Qual seria o consumo de Feijão se hoje estivesse sendo vendido R$ 4,50 por quilo? Certamente seria o mesmo, ou seja, pouco mais de 3 milhões de toneladas. Do ponto de vista social, certamente esta afirmação é questionável. Até mesmo do ponto de vista ideológico. Vamos lá: “é a lei da oferta e da procura”, repetem com ares de sábios até o mais apedeuta dos picaretas. Não é tão verdade quanto parece, pois se você tem no varejo alguém com poder de desequilibrar as relações, já não estamos mais tratando de leis de mercado. Raramente quem manda é a oferta quando temos estiagens e secas que eliminam parte da produção. O produtor hoje poderia receber algo em torno de R$ 2,50/2,80 e o restante da margem seria para beneficiamento, transporte e impostos e as margens da indústria e do varejo. Isto daria margem para todos. Daria margem para que se trabalhasse o marketing do Feijão. Ocorre que o varejo se aproveita da falta de articulação do setor do Feijão para massacrar, garantindo suas margens. Alguns  produtores veem os empacotadores como os inimigos que esfolam, já os empacotadores veem no produtor alguém que tem outras oportunidades de “fazer dinheiro” e assim salve-se quem puder.

Esses empacotadores seguem espremidos entre a produção e o varejo. Esta é uma das razões que levam o mercado a trabalhar em ondas. O consumidor, cada dia mais necessitado de comprar o que houver de mais barato, dá início ao processo que acaba por afetar a todos. Boa parte dos empacotadores tem enfrentado um varejo cada vez mais poderoso e insensível a qualquer argumento que não seja preço. O problema é que pouco importa se a classificação do Feijão é T-1 no pacote, mas dentro está um produto fora de tipo. Eles querem preço e com isso marcas que não têm o que perder colocam Feijões extremamente fracos para que sejam promovidos nas redes. Outras tantas vezes o empacotador tradicional é coagido a baixar o preço para competir com estas marcas que no passado eram chamadas de talibãs, pois agem como terroristas que atacam e “explodem” a marca e depois criam outra e voltam a trabalhar novamente da mesma forma. Não é uma questão de ser pequena a empresa, mas de não encontrar a estratégia correta diante de varejistas multinacionais com compradores extremamente bem preparados e que têm margens muito diferentes do que tinham antes de serem vendidos para multinacionais. A venda de produtos básicos era feita com pequenas margens. Em muitos supermercados era considerado imoral ter margens abusivas em produtos tão básicos.
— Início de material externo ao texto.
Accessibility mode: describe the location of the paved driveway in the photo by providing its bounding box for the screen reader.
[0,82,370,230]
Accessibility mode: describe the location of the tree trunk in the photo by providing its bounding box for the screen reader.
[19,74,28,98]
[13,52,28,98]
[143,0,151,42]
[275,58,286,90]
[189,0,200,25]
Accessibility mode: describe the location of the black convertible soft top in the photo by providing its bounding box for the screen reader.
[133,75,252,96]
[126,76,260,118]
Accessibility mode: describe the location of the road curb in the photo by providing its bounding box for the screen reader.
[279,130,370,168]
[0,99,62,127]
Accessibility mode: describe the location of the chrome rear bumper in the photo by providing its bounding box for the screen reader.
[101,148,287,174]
Há também a questão de impostos do Feijão que precisam ser eliminados de norte a sul do país. Em momentos como este, em que vemos produtor garimpando e tendo dificuldades para vender por R$ 1,85/2,00, este tipo de assunto precisa ser levantado e debatido.  O PNF – Preço Nacional do Feijão – tem observado que alguns negócios registrados demonstram exatamente isso. E podemos mudar essa situação? Sim, nós podemos mudar. Aliás, o ser humano pode, em conjunto, fazer muito. O CBFP Conselho Brasileiro do Feijão e Pulses junto com demais entidades, como o IBRAFE, apoiam o MAPA na construção do Plano Nacional do Feijão, que acredita-se, será um marco na história do setor que deve ser creditado ao zelo do Ministro Blairo Maggi ao Secretário Eumar Roberto Novacki e do Assessor Ricardo Cavalcanti. Além disso, o Fórum do Feijão este ano, em Curitiba, Paraná de 06 – 08 de junho, reunirá empacotadores, corretores e produtores juntos, do mesmo lado do balcão, e buscarão uma forma de fazer valer  o sacrifício e o risco que é produzir e colocar nas gôndolas o Feijão nosso de todos os dias dos brasileiros.